University of Pittsburgh, Pittsburgh, PA, United States.
University of Washington, Seattle, WA, United States.
Resuscitation. 2018 Aug;129:6-12. doi: 10.1016/j.resuscitation.2018.05.028. Epub 2018 May 24.
Intra-resuscitation antiarrhythmic drugs may improve resuscitation outcomes, in part by avoiding rearrest, a condition associated with poor out-of-hospital cardiac arrest (OHCA) outcomes. However, antiarrhythmics may also alter defibrillation threshold. The objective of this study was to investigate the relationship between rearrest and intra-resuscitation antiarrhythmic drugs in the context of the Resuscitation Outcomes Consortium (ROC) amiodarone, lidocaine, and placebo (ALPS) trial.

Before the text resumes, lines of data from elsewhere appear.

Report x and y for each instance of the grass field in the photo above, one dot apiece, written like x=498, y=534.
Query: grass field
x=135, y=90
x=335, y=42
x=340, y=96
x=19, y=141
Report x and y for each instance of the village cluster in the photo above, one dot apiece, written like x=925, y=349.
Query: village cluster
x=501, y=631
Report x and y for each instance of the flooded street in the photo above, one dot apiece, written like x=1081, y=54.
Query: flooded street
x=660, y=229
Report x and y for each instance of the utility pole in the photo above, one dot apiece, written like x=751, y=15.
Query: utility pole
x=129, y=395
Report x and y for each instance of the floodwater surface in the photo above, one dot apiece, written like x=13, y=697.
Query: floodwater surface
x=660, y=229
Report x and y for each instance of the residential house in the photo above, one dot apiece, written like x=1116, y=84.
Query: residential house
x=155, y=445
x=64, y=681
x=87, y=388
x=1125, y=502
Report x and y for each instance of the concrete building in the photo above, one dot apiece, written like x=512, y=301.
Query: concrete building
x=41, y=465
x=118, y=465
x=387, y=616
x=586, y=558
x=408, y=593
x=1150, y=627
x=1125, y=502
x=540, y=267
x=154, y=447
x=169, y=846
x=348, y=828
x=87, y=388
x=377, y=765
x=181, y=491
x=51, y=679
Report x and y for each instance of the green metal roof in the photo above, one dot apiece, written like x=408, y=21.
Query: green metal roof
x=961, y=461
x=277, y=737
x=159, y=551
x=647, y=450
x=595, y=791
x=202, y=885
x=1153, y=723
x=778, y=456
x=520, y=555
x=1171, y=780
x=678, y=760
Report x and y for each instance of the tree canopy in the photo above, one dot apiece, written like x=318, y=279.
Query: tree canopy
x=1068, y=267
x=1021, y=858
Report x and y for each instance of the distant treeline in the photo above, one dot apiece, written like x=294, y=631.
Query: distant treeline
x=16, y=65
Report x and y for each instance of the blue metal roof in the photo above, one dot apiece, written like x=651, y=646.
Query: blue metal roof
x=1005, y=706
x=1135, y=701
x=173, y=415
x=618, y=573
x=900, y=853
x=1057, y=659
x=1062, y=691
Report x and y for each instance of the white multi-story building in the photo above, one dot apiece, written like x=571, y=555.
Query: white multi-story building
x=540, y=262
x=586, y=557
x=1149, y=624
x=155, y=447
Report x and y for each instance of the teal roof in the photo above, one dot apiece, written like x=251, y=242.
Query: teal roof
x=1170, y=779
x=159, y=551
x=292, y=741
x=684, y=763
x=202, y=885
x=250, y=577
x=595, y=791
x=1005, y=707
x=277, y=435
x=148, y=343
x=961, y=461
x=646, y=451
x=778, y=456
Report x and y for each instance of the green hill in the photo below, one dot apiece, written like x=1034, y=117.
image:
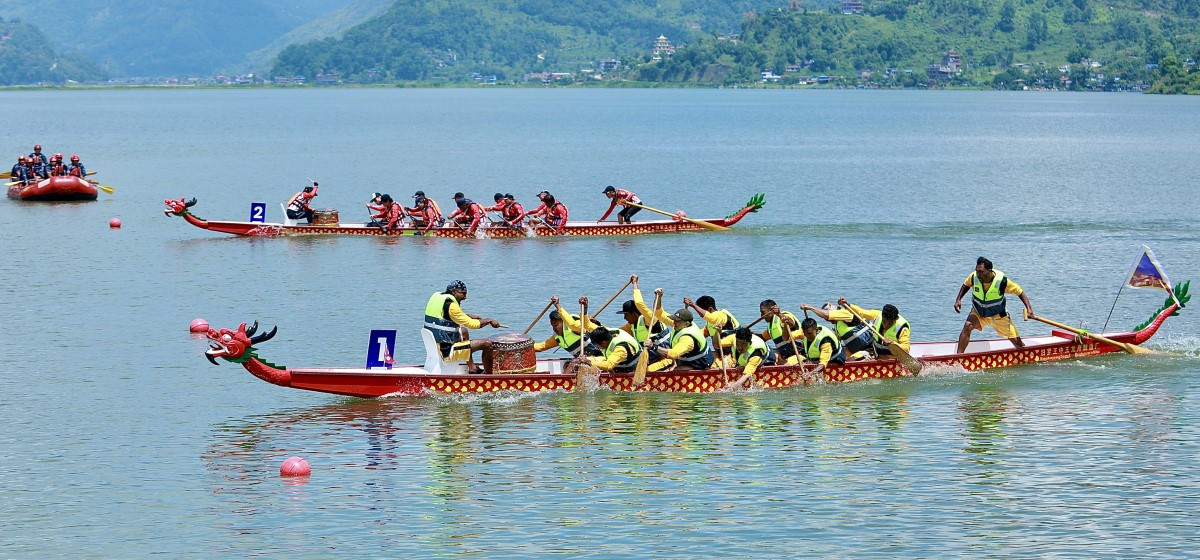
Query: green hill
x=27, y=58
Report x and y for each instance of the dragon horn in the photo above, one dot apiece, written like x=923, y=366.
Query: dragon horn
x=265, y=336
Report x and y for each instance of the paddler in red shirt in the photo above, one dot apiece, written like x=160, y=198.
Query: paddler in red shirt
x=551, y=211
x=622, y=197
x=469, y=212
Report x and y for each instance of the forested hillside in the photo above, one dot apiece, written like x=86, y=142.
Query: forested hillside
x=27, y=58
x=449, y=40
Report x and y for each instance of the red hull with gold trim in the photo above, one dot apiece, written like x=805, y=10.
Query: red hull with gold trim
x=414, y=380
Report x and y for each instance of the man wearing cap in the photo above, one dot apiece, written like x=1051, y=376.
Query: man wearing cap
x=448, y=323
x=689, y=348
x=551, y=211
x=299, y=205
x=567, y=330
x=783, y=329
x=622, y=197
x=637, y=315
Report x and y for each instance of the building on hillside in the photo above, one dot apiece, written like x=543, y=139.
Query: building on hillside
x=663, y=48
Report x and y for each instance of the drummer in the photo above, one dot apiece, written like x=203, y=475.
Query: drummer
x=445, y=319
x=567, y=330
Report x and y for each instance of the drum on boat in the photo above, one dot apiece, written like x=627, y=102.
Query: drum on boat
x=324, y=217
x=513, y=353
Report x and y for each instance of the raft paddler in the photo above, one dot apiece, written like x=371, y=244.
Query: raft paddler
x=551, y=212
x=298, y=206
x=689, y=347
x=637, y=315
x=448, y=323
x=821, y=345
x=468, y=214
x=777, y=332
x=855, y=335
x=622, y=197
x=988, y=288
x=748, y=351
x=618, y=350
x=568, y=330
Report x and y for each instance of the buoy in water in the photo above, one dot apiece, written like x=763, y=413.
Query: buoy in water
x=295, y=467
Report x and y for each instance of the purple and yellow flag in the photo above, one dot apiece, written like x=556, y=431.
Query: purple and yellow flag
x=1146, y=272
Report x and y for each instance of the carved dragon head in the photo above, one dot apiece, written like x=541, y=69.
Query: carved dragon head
x=178, y=208
x=235, y=345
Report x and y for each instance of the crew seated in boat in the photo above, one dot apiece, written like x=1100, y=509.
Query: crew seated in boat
x=551, y=212
x=448, y=323
x=469, y=212
x=689, y=347
x=821, y=345
x=637, y=315
x=77, y=170
x=568, y=330
x=988, y=288
x=618, y=350
x=424, y=214
x=748, y=351
x=622, y=197
x=299, y=204
x=856, y=335
x=783, y=327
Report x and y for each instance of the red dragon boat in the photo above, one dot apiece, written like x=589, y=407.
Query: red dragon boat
x=438, y=377
x=55, y=188
x=492, y=230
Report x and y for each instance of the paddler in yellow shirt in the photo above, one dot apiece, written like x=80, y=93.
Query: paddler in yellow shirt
x=637, y=315
x=779, y=326
x=988, y=288
x=567, y=330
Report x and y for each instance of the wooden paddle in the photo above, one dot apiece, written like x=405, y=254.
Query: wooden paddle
x=1123, y=345
x=643, y=360
x=897, y=350
x=697, y=222
x=539, y=318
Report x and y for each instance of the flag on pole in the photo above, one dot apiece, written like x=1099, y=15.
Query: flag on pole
x=1146, y=272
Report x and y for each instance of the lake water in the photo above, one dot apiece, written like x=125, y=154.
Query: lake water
x=120, y=440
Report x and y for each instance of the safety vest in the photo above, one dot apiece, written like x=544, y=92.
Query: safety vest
x=991, y=302
x=731, y=324
x=641, y=332
x=569, y=339
x=814, y=348
x=757, y=348
x=633, y=349
x=856, y=335
x=893, y=332
x=437, y=319
x=701, y=355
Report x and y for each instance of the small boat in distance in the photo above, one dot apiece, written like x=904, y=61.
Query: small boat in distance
x=487, y=230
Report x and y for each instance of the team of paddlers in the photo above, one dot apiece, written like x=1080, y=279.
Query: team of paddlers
x=426, y=214
x=673, y=341
x=36, y=167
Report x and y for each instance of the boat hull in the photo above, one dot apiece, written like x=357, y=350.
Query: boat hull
x=55, y=190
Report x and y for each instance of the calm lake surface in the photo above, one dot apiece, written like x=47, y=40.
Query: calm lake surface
x=119, y=440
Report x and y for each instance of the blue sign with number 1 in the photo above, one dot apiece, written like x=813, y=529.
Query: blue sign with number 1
x=381, y=348
x=258, y=212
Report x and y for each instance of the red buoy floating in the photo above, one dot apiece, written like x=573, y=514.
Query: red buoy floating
x=295, y=467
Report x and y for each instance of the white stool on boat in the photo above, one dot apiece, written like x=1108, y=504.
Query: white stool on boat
x=433, y=361
x=287, y=221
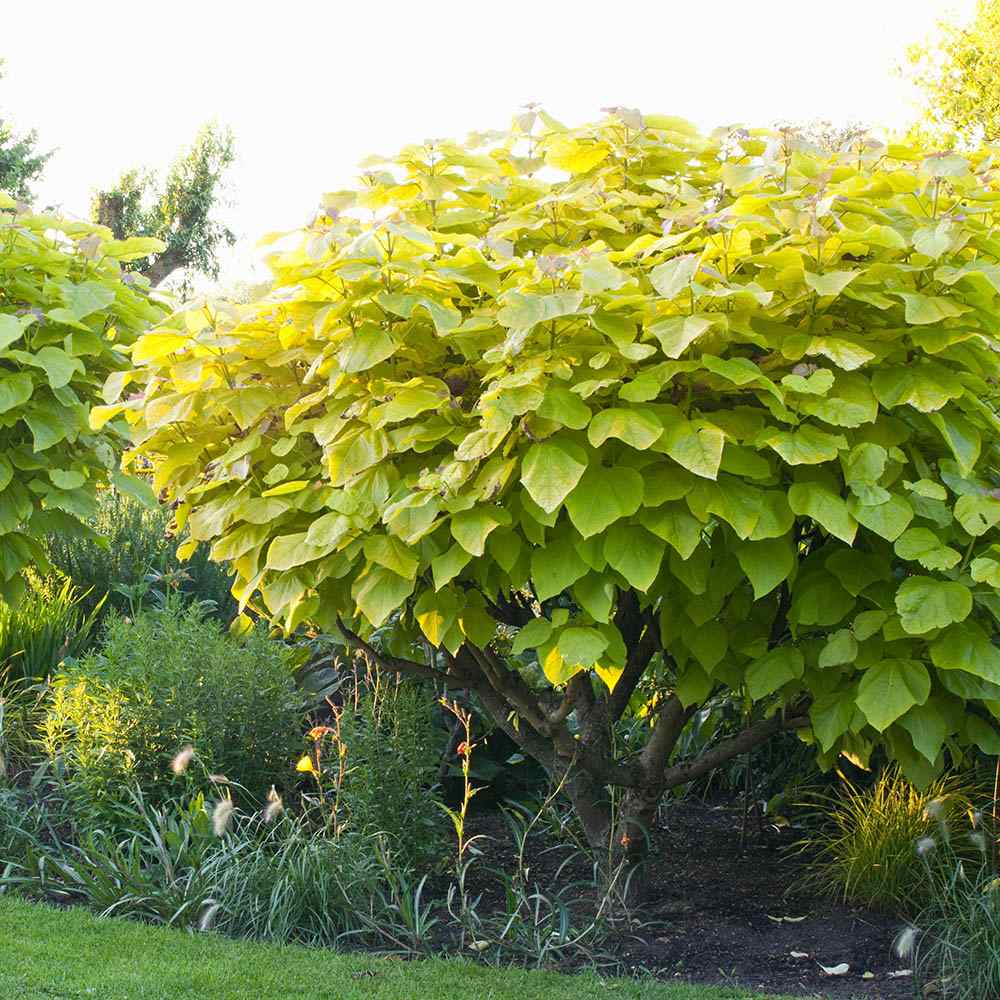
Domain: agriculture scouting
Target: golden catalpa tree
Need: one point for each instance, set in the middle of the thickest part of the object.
(608, 420)
(67, 317)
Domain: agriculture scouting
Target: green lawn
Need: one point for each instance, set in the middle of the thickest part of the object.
(49, 953)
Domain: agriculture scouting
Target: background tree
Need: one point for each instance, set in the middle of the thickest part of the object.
(959, 73)
(21, 163)
(67, 316)
(681, 415)
(180, 211)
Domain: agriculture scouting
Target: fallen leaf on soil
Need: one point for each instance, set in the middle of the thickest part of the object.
(835, 970)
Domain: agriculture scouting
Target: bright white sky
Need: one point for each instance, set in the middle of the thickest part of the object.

Rearrest rates would be lower in cases treated with amiodarone or lidocaine, versus saline placebo, prior to first return of spontaneous circulation (ROSC). We also hypothesized antiarrhythmic effects would be quantifiable through analysis of the prehospital electrocardiogram.
We conducted a secondary analysis of the ROC ALPS trial. Cases that first achieved prehospital ROSC after randomized administration of study drug were included in the analysis. Rearrest, defined as loss of pulses following ROSC, was ascertained from emergency medical services records. Rearrest rate was calculated overall, as well as by ALPS treatment group. Multivariable logistic regression models were constructed to assess the association between treatment group and rearrest, as well as rearrest and both survival to hospital discharge and survival with neurologic function. Amplitude spectrum area, median slope, and centroid frequency of the ventricular fibrillation (VF) ECG were calculated and compared across treatment groups.
A total of 1144 (40.4%) cases with study drug prior to first ROSC were included. Rearrest rate was 44.0% overall; 42.9% for placebo, 45.7% for lidocaine, and 43.0% for amiodarone. In multivariable logistic regression models, ALPS treatment group was not associated with rearrest, though rearrest was associated with poor survival and neurologic outcomes. AMSA and median slope measures of the first available VF were associated with rearrest case status, while median slope and centroid frequency were associated with ALPS treatment group.
Rearrest rates did not differ between antiarrhythmic and placebo treatment groups. ECG waveform characteristics were correlated with treatment group and rearrest. Rearrest was inversely associated with survival and neurologic outcomes.
在复苏过程中使用抗心律失常药物可能会改善复苏效果,部分原因是避免再逮捕,这种情况与院外心脏骤停(OHCA)预后不良有关。然而,抗心律失常药物也可能改变除颤阈值。本研究的目的是调查复苏结果联盟(ROC)胺碘酮、利多卡因和安慰剂(ALPS)试验中再逮捕与复苏过程中使用抗心律失常药物之间的关系。
与生理盐水安慰剂相比,在用胺碘酮或利多卡因治疗的病例中,首次自主循环(ROSC)恢复前的再逮捕率会更低。我们还假设通过分析院前心电图可以量化抗心律失常作用。
我们对 ROC ALPS 试验进行了二次分析。纳入了随机给予研究药物后首次院前 ROSC 的病例。从紧急医疗服务记录中确定再逮捕,定义为 ROSC 后脉搏消失。计算了总体和 ALPS 治疗组的再逮捕率。构建多变量逻辑回归模型,以评估治疗组与再逮捕以及再逮捕与医院出院生存率和神经功能生存率之间的关系。计算并比较了心室颤动(VF)心电图的幅度谱面积、中值斜率和质心频率在治疗组之间的差异。
共纳入 1144 例(40.4%)在首次 ROSC 前接受研究药物的病例。总体再逮捕率为 44.0%;安慰剂组为 42.9%,利多卡因组为 45.7%,胺碘酮组为 43.0%。在多变量逻辑回归模型中,ALPS 治疗组与再逮捕无关,但再逮捕与生存率和神经结局不良相关。首次可用 VF 的 AMSA 和中值斜率测量值与再逮捕病例状态相关,而中值斜率和质心频率与 ALPS 治疗组相关。
抗心律失常药物和安慰剂治疗组的再逮捕率没有差异。心电图波形特征与治疗组和再逮捕有关。再逮捕与生存率和神经结局呈负相关。